FPJ: I’m so happy we didn’t have kids in our 20s–I just didn’t know a thing. You have so much more patience in your 30s, and I feel like I appreciate this so much more. In your 20s, you’re still waking up and going, “Oh my God, I can’t believe I did that last night.” You’ve got to wait until you stop having those nights. It’s so easy to be selfish in your 20s and not want to sacrifice. But now, I know I would do anything for Charlotte.

Freddie, having lost your father at such a young age [comedian Freddie Prinze committed suicide before Freddie Jr. was a year old], what did becoming a father mean to you?

FPJ: I always appreciated that connection between a parent and a kid because I yearned for it so much. Growing up, I wanted a father, and because I’ve had this idea of what a father should be, it’s exciting to finally have the opportunity to try and be that guy, to see if I can actually do it.

How did you feel when you learned you were having a little girl?

SMG: We found out on my birthday, actually. I was stunned, because for some reason I had been convinced she was going to be a boy. I said to Freddie, “Thanks for the dress-up doll for my birthday!” As an only child raised by my mom, the mother-daughter bond is all I know. Now my mom comes over every Sunday morning, and to see the three generations of women, it’s pretty spectacular.

FPJ: A lot of guys want sons, but that would have been a lot of pressure. I know throughout my childhood, there were many times I couldn’t stand being a “Jr.” I wouldn’t want anybody else to go through that. If we’d had a boy, he wouldn’t have been another Freddie Prinze. To have a girl, I almost felt like, “Whew!” I know how to do that. I know how to protect her and keep her away from the kind of kid I was. I know I can shower a little girl with love. A little boy comes home one day, and he needs to learn how to fight. That’s all macho stuff, dealing with ego and pride, and I don’t want to have to deal with that. I’d rather deal with a broken heart than a broken nose.

How did you choose the name Charlotte?

SMG: We both wanted something that was traditional, but that you didn’t hear every day. I was one of four Sarahs in my class growing up. It was, for us, about looking for something that fit into that classical vein but was still special.

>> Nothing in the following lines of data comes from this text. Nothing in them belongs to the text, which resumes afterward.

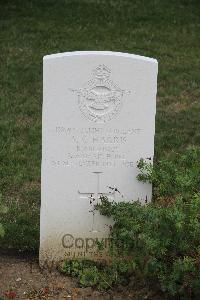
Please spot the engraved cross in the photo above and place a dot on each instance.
(94, 197)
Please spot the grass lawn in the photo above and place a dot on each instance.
(166, 30)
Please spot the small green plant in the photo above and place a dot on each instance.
(92, 273)
(3, 211)
(160, 241)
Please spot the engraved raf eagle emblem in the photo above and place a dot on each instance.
(100, 99)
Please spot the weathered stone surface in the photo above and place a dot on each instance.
(98, 121)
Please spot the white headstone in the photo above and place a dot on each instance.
(98, 121)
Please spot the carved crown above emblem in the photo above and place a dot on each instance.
(102, 72)
(100, 99)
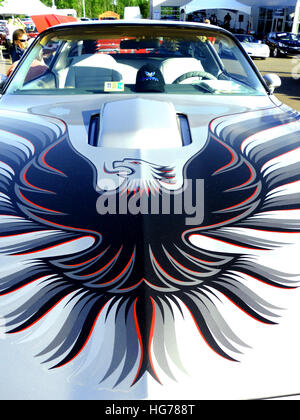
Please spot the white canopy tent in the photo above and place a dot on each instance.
(24, 7)
(195, 5)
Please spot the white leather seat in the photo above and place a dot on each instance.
(174, 67)
(92, 72)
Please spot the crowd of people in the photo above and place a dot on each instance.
(210, 19)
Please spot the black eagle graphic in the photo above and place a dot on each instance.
(140, 266)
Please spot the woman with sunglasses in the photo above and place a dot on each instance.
(20, 44)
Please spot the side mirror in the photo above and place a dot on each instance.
(272, 80)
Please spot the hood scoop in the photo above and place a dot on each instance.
(139, 123)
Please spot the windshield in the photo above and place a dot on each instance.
(246, 38)
(109, 59)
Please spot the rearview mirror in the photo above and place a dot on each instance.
(272, 80)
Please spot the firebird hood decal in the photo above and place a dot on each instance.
(121, 275)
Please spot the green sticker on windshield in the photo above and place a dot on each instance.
(113, 86)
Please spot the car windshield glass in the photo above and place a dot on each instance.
(123, 59)
(288, 37)
(246, 38)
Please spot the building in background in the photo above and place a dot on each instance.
(265, 16)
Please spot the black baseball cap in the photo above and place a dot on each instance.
(149, 79)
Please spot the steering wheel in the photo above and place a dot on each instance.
(195, 73)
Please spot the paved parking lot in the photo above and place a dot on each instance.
(287, 68)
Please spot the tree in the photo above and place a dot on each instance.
(94, 8)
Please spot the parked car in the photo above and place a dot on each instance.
(253, 47)
(149, 212)
(3, 33)
(283, 43)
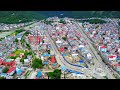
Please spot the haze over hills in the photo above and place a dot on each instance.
(26, 16)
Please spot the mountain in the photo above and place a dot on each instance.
(26, 16)
(81, 14)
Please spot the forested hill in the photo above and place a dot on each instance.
(26, 16)
(82, 14)
(19, 16)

FPJ: It’s almost weirder for her to be called Charlotte. She’s going to be in school with a Magic Appleseed, or something, and it’s going to be weird that she’s Charlotte. At least we kept it to two names: Charlotte Grace. The Latinos were doing the five-name thing long before celebrities made it cool. We’ve been doing things like Antonio Ricardo Luis Raoul Hector Rivera for a while now. But Charlotte, hopefully, that’s a name that no one will have any reason to talk about.

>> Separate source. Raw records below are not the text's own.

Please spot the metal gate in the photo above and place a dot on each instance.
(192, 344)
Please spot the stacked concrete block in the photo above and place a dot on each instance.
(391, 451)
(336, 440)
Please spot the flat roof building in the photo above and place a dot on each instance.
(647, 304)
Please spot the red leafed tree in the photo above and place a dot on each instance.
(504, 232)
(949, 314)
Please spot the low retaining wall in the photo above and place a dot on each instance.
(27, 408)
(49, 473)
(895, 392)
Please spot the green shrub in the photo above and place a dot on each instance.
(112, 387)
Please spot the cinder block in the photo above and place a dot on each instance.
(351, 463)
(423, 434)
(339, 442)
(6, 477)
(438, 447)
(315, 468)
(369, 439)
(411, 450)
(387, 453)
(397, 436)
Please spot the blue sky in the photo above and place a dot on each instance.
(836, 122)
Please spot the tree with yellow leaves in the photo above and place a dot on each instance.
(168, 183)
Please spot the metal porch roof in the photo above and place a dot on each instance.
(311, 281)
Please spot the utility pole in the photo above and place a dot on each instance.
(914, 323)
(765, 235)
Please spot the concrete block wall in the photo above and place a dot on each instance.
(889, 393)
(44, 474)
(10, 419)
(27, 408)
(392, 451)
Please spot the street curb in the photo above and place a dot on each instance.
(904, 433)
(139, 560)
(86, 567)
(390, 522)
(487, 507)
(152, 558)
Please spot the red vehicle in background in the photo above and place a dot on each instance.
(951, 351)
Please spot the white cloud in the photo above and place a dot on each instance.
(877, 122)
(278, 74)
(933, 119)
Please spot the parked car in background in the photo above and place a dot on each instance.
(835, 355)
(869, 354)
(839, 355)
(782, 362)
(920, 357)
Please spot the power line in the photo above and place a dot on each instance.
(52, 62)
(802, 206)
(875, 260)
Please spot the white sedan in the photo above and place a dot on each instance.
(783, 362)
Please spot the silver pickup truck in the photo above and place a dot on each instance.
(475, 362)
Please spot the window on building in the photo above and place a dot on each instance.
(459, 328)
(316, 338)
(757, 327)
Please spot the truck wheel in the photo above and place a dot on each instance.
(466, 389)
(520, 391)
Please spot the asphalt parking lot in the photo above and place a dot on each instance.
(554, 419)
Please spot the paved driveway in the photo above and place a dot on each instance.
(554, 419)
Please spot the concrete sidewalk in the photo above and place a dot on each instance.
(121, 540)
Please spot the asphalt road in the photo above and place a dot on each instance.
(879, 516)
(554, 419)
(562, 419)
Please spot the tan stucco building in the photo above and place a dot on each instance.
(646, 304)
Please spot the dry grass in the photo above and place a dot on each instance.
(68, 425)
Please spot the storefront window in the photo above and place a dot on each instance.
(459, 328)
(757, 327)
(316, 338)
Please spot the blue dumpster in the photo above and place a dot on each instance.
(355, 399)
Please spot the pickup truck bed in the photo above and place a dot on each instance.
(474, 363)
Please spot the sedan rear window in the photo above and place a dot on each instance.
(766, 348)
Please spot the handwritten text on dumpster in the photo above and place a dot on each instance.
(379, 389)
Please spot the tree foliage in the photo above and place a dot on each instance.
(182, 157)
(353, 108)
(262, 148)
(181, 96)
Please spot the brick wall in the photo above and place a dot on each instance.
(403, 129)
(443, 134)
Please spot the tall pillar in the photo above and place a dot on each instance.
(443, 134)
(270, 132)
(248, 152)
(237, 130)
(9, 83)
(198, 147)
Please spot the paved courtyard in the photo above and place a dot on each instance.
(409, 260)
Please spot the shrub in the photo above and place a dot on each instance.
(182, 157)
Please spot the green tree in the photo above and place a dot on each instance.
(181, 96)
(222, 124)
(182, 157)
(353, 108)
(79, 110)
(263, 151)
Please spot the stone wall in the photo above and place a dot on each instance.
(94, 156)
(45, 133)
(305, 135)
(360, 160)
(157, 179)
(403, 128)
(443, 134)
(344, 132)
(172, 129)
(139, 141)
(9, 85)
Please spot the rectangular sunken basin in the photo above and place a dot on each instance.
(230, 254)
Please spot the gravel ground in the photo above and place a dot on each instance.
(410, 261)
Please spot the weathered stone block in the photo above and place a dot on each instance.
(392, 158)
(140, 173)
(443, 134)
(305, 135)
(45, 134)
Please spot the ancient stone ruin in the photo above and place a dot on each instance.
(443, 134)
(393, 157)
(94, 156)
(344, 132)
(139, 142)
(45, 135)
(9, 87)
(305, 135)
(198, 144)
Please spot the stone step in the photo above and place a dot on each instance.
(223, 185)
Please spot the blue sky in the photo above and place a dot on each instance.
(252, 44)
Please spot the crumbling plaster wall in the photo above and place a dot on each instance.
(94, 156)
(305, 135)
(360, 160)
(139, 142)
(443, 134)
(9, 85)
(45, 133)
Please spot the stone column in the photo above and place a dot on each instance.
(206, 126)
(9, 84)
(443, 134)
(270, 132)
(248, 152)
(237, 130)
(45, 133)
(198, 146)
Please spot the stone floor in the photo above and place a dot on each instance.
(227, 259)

Sarah, you already seem to be in amazing shape.

SMG: There is pressure to bounce back quickly. People are looking at you to see how it goes. But I was in really good shape during my pregnancy, exercising throughout, which made a big difference. They say that breast-feeding helps, and that’s true, and I push her in her stroller for long walks in the hills around our house. High-waisted jeans are also back in style, which I truly appreciate.

What are your hopes for your daughter’s future?

FPJ: As she grows up, I just want to make sure she experiences a lot. If she wants to be an accountant or a singer or an astronaut, I want to make sure she gets every shot to do it. I want her to be a well-rounded kid, who will travel and see other countries and understand there are other ways to do things. I want her to know that there is no such thing as an entertainment emergency, even though out here, people seem to think we have them every day. We’ve got a lot of love here, and for me that’s what family is all about. It feels good. I feel lucky. I keep saying it’s been “rewarding,” but maybe that’s not the word. Maybe it’s “lucky.”

SMG: We’re just taking it one day at a time. I’m such a cliche right now, but she is the greatest gift that anyone has ever given me, and I will spend the rest of my life doing everything I can to do right by her. What still overwhelms me is the reality that we created this life together, and now we are responsible for her. She is here; she is ours. I’d say that makes us pretty lucky, indeed.